Institute for Sociology and Demography, University of Rostock, Rostock, Germany.
German Center for Neurodegenerative Diseases, Bonn, Germany.
Alzheimers Dement. 2023 Feb;19(2):477-486. doi: 10.1002/alz.12663. Epub 2022 Apr 22.
We examined whether German claims data are suitable for dementia risk prediction, how machine learning (ML) compares to classical regression, and what the important predictors for dementia risk are.
We analyzed data from the largest German health insurance company, including 117,895 dementia-free people age 65+. Follow-up was 10 years. Predictors were: 23 age-related diseases, 212 medical prescriptions, 87 surgery codes, as well as age and sex. Statistical methods included logistic regression (LR), gradient boosting (GBM), and random forests (RFs).
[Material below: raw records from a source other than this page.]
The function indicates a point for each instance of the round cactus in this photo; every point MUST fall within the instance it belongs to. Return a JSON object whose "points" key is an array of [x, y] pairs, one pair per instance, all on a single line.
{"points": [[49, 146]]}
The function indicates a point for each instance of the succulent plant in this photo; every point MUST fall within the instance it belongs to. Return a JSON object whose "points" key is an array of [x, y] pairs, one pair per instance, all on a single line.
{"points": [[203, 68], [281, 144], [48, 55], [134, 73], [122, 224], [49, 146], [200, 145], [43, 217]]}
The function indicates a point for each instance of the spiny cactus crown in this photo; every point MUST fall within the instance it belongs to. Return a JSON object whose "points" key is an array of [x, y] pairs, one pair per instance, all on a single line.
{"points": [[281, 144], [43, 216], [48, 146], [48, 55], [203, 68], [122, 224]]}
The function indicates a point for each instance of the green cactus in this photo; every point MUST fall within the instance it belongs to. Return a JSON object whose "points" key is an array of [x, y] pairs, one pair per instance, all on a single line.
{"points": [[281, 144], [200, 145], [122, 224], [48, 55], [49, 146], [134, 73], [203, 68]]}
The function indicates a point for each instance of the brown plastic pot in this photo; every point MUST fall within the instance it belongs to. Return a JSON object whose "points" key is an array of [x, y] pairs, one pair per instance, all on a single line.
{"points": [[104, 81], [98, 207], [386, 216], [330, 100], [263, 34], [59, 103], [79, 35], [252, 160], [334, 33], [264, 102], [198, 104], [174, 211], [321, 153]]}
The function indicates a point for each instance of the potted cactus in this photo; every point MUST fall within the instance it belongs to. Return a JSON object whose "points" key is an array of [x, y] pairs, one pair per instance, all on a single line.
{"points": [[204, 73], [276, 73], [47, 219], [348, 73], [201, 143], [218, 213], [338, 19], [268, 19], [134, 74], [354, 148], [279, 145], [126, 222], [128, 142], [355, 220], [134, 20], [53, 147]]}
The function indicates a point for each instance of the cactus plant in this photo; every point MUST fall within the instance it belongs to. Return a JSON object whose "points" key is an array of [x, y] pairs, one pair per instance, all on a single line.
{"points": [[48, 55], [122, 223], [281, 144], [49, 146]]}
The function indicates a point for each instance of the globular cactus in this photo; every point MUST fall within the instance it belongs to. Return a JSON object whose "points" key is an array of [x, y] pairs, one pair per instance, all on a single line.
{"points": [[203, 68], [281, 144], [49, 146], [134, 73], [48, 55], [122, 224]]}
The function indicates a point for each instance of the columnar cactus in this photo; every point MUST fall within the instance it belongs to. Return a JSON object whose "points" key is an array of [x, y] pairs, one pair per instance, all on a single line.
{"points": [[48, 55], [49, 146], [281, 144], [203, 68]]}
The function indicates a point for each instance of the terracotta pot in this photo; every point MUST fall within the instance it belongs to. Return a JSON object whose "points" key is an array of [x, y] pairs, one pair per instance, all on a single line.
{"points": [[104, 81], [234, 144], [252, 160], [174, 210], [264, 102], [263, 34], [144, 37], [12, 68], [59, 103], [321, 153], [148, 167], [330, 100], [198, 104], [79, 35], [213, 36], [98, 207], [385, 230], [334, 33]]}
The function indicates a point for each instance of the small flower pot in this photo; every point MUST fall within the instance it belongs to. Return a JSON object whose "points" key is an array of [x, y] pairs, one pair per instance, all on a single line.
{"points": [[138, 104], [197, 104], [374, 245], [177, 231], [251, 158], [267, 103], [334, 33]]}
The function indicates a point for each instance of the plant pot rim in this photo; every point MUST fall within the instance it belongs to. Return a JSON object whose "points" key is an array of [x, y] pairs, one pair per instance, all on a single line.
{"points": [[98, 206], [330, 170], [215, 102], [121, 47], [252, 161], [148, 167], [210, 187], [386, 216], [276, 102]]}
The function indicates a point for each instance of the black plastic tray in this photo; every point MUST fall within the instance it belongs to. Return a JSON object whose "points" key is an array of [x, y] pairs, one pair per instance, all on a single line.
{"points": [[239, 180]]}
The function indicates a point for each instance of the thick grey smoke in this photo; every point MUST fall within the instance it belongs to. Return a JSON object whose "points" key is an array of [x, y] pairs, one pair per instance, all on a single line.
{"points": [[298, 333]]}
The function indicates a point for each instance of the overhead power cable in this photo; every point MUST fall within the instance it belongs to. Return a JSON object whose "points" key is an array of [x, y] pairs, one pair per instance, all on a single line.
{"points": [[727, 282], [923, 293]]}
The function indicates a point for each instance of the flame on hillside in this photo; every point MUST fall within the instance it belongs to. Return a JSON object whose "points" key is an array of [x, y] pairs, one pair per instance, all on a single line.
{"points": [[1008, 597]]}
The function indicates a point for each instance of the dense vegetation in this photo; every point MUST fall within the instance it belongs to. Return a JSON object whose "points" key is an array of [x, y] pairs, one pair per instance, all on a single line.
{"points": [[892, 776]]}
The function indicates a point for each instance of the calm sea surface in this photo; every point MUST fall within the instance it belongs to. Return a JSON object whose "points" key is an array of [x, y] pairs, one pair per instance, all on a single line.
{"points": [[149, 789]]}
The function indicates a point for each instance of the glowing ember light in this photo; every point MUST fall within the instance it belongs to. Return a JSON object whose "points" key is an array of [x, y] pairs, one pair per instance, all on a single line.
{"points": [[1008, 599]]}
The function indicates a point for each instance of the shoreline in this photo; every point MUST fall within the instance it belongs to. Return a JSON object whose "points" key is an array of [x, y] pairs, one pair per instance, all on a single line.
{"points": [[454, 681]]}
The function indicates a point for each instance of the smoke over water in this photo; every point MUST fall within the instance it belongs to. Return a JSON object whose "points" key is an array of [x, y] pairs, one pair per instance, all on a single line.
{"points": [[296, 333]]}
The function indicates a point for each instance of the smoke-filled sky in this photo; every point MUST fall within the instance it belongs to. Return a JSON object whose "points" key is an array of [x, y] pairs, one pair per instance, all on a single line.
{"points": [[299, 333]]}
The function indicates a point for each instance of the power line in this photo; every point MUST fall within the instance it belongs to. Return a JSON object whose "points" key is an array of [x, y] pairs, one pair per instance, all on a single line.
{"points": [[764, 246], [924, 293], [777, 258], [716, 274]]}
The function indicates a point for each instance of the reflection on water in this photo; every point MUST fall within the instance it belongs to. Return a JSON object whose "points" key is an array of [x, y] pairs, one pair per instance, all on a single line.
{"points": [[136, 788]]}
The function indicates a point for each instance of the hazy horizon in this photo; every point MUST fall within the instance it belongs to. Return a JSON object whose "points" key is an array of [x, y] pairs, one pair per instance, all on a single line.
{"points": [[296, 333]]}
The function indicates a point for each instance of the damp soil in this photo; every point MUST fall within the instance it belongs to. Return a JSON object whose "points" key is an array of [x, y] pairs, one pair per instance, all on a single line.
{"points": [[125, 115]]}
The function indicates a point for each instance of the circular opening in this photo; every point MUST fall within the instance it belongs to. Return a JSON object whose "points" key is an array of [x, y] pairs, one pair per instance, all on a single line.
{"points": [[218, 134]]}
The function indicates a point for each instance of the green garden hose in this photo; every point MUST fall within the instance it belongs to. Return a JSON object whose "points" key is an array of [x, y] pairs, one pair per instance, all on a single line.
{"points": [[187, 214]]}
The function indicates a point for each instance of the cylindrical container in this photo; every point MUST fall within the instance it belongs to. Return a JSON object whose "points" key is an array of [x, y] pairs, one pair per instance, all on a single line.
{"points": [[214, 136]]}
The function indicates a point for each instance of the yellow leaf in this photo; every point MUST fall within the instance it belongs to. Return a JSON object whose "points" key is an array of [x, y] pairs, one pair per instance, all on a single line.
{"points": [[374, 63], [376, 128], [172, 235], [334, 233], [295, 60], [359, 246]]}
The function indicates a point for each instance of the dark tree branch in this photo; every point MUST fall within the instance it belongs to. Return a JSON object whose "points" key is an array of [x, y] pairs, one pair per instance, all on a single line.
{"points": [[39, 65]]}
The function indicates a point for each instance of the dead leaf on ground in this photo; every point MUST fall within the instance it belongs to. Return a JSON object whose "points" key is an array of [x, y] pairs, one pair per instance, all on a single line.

Discriminatory power was moderate for LR (C-statistic = 0.714; 95% confidence interval [CI] = 0.708-0.720) and GBM (C-statistic = 0.707; 95% CI = 0.700-0.713) and lower for RF (C-statistic = 0.636; 95% CI = 0.628-0.643). GBM had the best model calibration. We identified antipsychotic medications and cerebrovascular disease but also a less-established specific antibacterial medical prescription as important predictors.
Our models from German claims data have acceptable accuracy and may provide cost-effective decision support for early dementia screening.
我们研究了德国索赔数据是否适合进行痴呆风险预测,机器学习(ML)与经典回归相比如何,以及痴呆风险的重要预测因素是什么。
我们分析了德国最大的健康保险公司的数据,其中包括 117895 名无痴呆的 65 岁以上人群。随访时间为 10 年。预测因子包括 23 种与年龄相关的疾病、212 种药物处方、87 种手术代码以及年龄和性别。统计方法包括逻辑回归(LR)、梯度提升(GBM)和随机森林(RFs)。
LR(C 统计量= 0.714;95%置信区间 [CI] = 0.708-0.720)和 GBM(C 统计量= 0.707;95% CI = 0.700-0.713)的判别能力中等,而 RF(C 统计量= 0.636;95% CI = 0.628-0.643)的判别能力较低。GBM 的模型校准效果最佳。我们确定了抗精神病药物和脑血管疾病,但也确定了一种不太确定的特定抗菌药物处方是重要的预测因素。
我们的德国索赔数据模型具有可接受的准确性,可能为早期痴呆筛查提供具有成本效益的决策支持。